Protein intake helps reduces appetite while helping you feel full, preventing muscle loss and metabolic slowdown. All of which are significant benefits to any diet program. However, eating enough protein can be difficult for many people. After all, if you are going for 0.8-1g of protein per body weight in pounds each day, you begin to see how this is not easy.
Luckily, there are many ways to help get your protein intake, like protein powder and protein bars. Just remember that whole food sources of protein should be your number one choice.
Eat Or Drink Your Greens
Protein will be number one on most people’s lists regarding foods for any diet. Unfortunately, many people do not feel the same way about green veggies. They are not treated as necessary, even though they place a lot of roles in our body’s functions.
Veggies help balance your body’s pH level and contain high amounts of fiber and antioxidants. However, it can be hard to eat the daily recommended amount of veggies in the modern diet. Finding ways to eat your greens easily can be an essential part of any healthy eating habit.
Making food with veggies inside the dish, rather than on the side, may help eat them. The monster mash from the Vertical Diet is an excellent example of using veggies within a dish that can be easily meal prepped.

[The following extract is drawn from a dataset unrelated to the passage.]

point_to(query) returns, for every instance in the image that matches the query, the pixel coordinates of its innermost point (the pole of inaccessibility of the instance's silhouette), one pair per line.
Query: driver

Juicing is also a great alternative. This can be a little more costly than just eating the veggies, but go for it if this is your preferred way of waiting green.
Lastly, for others, the idea of even eating veggies does not close their mind. This is where vitamin packs and green powder supplements come in handy. Once a day, scoop with your daily needs in an easy-to-drink shake once a day. You can also add the green powders to a protein-packed smoothy for a healthy homemade meal replacement.
Looking for ways to get your veggies in your daily diet is an essential part of a diet and everyday life. Sometimes taking a cheat code with a supplement is nice. But remember to focus on whole food options first.
The Importance Of Fat In Your Daily Diet
Eating fats will not make you fat. The demonizing of fat and healthy fats have been going on for too long and is not valid. Fat plays a critical role in nourishing and optimal body composition. Our body needs good fat to support hormone production, transport fat-soluble vitamins, and keep us sated while supporting a healthy metabolism.
There are four primary dietary fats in food, and they are not all the same in how our body digests them: saturated fats, trans fats, monounsaturated fats, and polyunsaturated fats. The “bad fats” are saturated and trans. We see these more solid at room temperature, like butter. Compare this to nuts, which are monounsaturated fats, and polyunsaturated fats, the good fats. Another good fat you may have heard of is omega-3 fatty acids, the fatty fish fat.
The goal is to eat good quality fats and avoid the bad fats in everyday life. Eating good fats helps with body functions and will help you with your diet and energy levels.
Be Smart With Carbs
Carbs are delicious and extremely easy to eat. Especially when cooked in the bad fats from above, potato chips. You can lose weight and eat carbs; yes, this is 100% true. However, most diets will remove or restrict them because it is an easy way to remove calories from your meals while keeping the more healthy macros. Remember, protein is for muscles, and fat is more body functions. Carbs’ primary function is for energy. Therefore lowering carbs and keeping protein and fats high and their daily needs can be used for diets.
However, we know fat loss comes from reducing calorie intake, not just one macro. If you eat your daily protein and fats, you can use the remaining calories for carbs and not gain fat. Life is too short not to eat carbs.
The tips above are examples of ways to keep your diet and turn it into a lifestyle. Many more great tips can be combined with the six above. Think of them as the first steps in your new healthy lifestyle and long-term fitness results. Knowledge is power, and you have the strength to achieve your weight loss goals.